The thought that one of them could’ve done something to her just now forms a knot in my heart.
Ever since I became an adult, I’ve made it my mission to protect her just like she protected me when we were young. For some reason, men are not as attracted to me as they are to her. I mean, I get looks, but they’re not like the ones she gets. As if she’s blood and they’re vampires who want to suck her dry. As soon as they see me, and usually, some of my pepper spray, Tasers, or the landlord’s guns that I clean as a side gig, they fuck off.
But I couldn’t protect her this time.
This time, one of them got to her first.
I hug her, my head pressing against her chest as tears blur my eyes. “You said you’d never leave me alone, Vi. You…promised.”
The words constrict my throat and I tremble all over. Like the day she ushered me out of bed and helped me put my shoes on. She was also shaking as we hid by the corner. She was thirteen. I was twelve.
“Do you trust me?”Violet once asked me in the darkness of the room where we shared a bunk bed.
I nodded.
Living in the system since I was six, I learned not to trust anyone, but Violet is different. Some kids hate it when they have a foster sibling. They despise having less food to go around and sleeping in bunk beds.
They can get malicious and even violent.
Not Violet.
Ever since I arrived at this house in the New Jersey suburbs a year ago, she’s shared her food and her hiding nook in the closet.
When I got here, Violet had been with Martha and Gerald, our foster parents, who only use the system for extra income, for six months.
Violet has often said we need to get out of here.
One night, Martha called her a whore who was trying to seduce her husband. I called Martha a bitch and her husband a creep because he was the one looking at Violet while licking his lips when she was wearing plain cotton pajamas. Vi never dresses in a revealing way. Like never.
She’s been growing breasts and hips and getting curvier over the past year, and that creep Gerald can’t take his sleazy eyes off of her.
Another day, Martha beat me up for talking back until she busted my lip open. Violet apologized on my behalf, promising I wouldn’t do it again.
Vi apologizes a lot. She also stands with her head bowed, listening to Martha calling her an ugly whore just like her slut of a mother and telling her she should be thankful that they took her in or she would’ve died on the side of the road like her drug addict mama.
Violet always swallows the knife with its blood and buries her wounds deep. She never complains or causes trouble and prefers to suffer in silence. It wasn’t until recently that I found out Gerald touches her inappropriately, letting his hands wander and linger where they shouldn’t.

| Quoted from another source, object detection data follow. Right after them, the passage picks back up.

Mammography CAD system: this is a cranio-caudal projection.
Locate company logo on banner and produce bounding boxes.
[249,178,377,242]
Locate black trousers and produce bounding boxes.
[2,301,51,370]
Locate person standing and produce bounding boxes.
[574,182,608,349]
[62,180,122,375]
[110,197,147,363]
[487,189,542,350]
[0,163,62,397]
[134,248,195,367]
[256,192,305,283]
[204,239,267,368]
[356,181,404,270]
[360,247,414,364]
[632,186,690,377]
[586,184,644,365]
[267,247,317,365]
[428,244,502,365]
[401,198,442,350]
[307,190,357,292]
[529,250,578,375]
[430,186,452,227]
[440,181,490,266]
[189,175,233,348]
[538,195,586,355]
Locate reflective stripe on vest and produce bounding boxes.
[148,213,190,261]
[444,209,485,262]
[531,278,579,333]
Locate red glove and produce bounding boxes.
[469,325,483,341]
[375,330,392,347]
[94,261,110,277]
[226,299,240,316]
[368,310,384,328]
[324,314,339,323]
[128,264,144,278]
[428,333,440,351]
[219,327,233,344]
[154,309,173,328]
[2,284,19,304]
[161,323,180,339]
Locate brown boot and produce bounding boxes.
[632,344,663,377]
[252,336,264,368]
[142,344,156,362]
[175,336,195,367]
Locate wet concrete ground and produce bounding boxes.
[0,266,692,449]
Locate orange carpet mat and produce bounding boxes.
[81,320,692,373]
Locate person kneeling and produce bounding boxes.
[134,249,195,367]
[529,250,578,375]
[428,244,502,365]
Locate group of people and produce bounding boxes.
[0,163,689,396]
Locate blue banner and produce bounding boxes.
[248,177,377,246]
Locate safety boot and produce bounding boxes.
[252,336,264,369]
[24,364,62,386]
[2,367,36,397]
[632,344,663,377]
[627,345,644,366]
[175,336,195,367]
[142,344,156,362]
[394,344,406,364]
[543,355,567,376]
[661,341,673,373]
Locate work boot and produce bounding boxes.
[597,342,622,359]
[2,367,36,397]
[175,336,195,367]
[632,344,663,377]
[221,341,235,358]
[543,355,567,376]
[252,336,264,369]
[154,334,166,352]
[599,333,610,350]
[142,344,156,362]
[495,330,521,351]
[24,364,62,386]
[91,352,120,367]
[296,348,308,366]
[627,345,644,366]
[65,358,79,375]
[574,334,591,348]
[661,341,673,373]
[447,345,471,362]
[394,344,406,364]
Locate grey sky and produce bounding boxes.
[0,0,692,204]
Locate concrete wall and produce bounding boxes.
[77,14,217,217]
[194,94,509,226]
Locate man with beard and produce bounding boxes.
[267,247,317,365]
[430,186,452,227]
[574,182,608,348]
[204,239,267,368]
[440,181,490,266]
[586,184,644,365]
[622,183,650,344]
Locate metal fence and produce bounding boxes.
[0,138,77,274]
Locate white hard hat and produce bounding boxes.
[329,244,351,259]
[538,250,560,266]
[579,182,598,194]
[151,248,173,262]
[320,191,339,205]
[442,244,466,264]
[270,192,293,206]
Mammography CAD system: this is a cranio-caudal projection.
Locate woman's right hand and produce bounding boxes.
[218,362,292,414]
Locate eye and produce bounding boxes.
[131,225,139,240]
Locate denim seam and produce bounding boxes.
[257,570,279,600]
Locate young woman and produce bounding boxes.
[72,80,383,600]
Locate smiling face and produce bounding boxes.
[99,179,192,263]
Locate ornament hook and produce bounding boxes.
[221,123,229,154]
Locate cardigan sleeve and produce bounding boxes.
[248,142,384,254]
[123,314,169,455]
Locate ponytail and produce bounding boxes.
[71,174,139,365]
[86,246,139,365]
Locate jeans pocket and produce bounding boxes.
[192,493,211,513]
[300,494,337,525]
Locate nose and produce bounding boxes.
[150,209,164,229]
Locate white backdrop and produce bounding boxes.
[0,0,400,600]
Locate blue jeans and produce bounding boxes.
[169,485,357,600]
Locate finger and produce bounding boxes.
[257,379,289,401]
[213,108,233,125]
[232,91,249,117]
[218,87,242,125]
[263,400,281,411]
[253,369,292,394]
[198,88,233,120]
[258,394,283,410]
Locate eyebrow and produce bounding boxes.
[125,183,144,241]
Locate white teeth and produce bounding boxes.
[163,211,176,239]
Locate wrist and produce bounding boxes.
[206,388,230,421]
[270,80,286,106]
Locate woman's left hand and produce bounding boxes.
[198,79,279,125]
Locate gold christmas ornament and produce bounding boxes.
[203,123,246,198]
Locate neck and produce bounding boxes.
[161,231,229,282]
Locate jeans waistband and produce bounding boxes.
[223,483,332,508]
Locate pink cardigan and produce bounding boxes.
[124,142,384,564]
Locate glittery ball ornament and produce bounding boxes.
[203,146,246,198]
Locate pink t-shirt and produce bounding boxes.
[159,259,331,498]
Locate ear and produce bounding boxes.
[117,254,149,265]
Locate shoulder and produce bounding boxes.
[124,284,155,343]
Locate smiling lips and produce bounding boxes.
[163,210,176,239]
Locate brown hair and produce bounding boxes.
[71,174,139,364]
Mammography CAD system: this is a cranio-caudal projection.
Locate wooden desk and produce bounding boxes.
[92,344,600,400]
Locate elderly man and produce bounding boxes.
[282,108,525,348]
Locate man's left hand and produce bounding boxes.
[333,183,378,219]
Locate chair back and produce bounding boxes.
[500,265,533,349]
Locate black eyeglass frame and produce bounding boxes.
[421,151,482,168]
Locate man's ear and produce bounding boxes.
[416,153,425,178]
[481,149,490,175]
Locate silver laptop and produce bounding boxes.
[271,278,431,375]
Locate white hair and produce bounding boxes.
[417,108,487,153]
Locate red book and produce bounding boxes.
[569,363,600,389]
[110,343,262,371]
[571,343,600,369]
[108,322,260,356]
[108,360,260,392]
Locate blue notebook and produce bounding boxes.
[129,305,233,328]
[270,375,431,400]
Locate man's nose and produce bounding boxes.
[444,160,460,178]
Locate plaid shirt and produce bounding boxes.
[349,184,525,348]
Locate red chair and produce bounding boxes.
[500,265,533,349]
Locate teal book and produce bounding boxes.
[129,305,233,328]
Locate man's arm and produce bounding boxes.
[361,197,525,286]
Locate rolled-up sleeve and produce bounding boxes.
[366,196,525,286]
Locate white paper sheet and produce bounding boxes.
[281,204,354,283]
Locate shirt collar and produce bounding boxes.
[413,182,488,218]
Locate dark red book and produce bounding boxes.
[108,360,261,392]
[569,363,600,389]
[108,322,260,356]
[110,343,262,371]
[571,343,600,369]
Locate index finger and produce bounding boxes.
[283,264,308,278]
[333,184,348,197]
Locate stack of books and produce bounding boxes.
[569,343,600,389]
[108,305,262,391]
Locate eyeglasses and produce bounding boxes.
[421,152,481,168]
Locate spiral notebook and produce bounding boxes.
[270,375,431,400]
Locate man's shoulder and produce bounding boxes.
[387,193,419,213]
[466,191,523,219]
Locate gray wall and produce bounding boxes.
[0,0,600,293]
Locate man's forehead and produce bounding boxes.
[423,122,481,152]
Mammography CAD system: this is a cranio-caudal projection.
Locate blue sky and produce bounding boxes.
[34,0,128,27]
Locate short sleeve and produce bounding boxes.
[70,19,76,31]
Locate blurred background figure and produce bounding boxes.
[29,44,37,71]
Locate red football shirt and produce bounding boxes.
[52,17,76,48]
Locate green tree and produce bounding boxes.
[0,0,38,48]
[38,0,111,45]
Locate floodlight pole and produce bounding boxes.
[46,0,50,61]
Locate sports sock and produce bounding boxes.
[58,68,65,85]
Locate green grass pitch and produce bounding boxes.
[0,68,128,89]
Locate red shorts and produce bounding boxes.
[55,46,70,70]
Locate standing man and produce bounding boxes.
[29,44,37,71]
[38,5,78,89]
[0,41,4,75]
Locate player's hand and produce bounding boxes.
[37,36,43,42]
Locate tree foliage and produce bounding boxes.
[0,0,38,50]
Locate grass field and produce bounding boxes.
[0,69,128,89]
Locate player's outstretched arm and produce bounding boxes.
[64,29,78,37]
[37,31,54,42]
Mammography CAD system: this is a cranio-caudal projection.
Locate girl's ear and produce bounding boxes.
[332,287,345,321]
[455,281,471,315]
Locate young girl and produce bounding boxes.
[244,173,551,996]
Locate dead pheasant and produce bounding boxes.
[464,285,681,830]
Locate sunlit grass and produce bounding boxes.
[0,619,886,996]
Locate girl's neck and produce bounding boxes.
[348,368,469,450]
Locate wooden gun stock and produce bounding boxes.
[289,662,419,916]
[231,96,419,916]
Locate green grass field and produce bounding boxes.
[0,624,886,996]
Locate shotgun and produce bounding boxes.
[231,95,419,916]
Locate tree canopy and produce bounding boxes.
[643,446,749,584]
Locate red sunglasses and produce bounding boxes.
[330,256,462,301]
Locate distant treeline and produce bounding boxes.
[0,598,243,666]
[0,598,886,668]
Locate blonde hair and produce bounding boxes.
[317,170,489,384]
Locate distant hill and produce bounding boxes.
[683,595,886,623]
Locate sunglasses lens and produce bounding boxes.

To avoid conflict, she chooses to remain silent instead of speaking up, but she always speaks up when it comes to me. She always tries to rectify the situation and shield me under her wings.
She always says I need to be careful with my spicy mouth, but I’m nowhere near as patient as she is and get easily wound up. I’d rather be beaten up and spend nights without any food and thrown in the attic than let Martha and Gerald get away with their shit.
Which is why Martha beat me the hell up earlier tonight. I clawed at her face, and when Gerald pretended to break up the fight, I kicked him in the nuts.
He punched me so hard, I lost consciousness. When I came to, I found myself locked in the attic.
It’s a dark, airless box, and the only light is the white streetlamp’s shadow slipping through a narrow, dust-coated window high on the wall. The wooden beams above are splintered and warped, cobwebs clinging to them like silent witnesses to the hours I’ve spent here.
The stale smell of mildew and trapped heat sticks to my skin as I pull my knees to my chest and rest my head on them. I stare at the light dusting of snow falling and landing on the windowsill.
Right. It’s going to be Christmas soon. I hate the holiday season.
Ever since my parents died and I became an orphan, it feels like a needle stabbing an old wound, undoing the stitches and making me remember what I lost.
The floorboards creak under a hesitant step. I perk up as a key jiggles in the lock and then the door opens.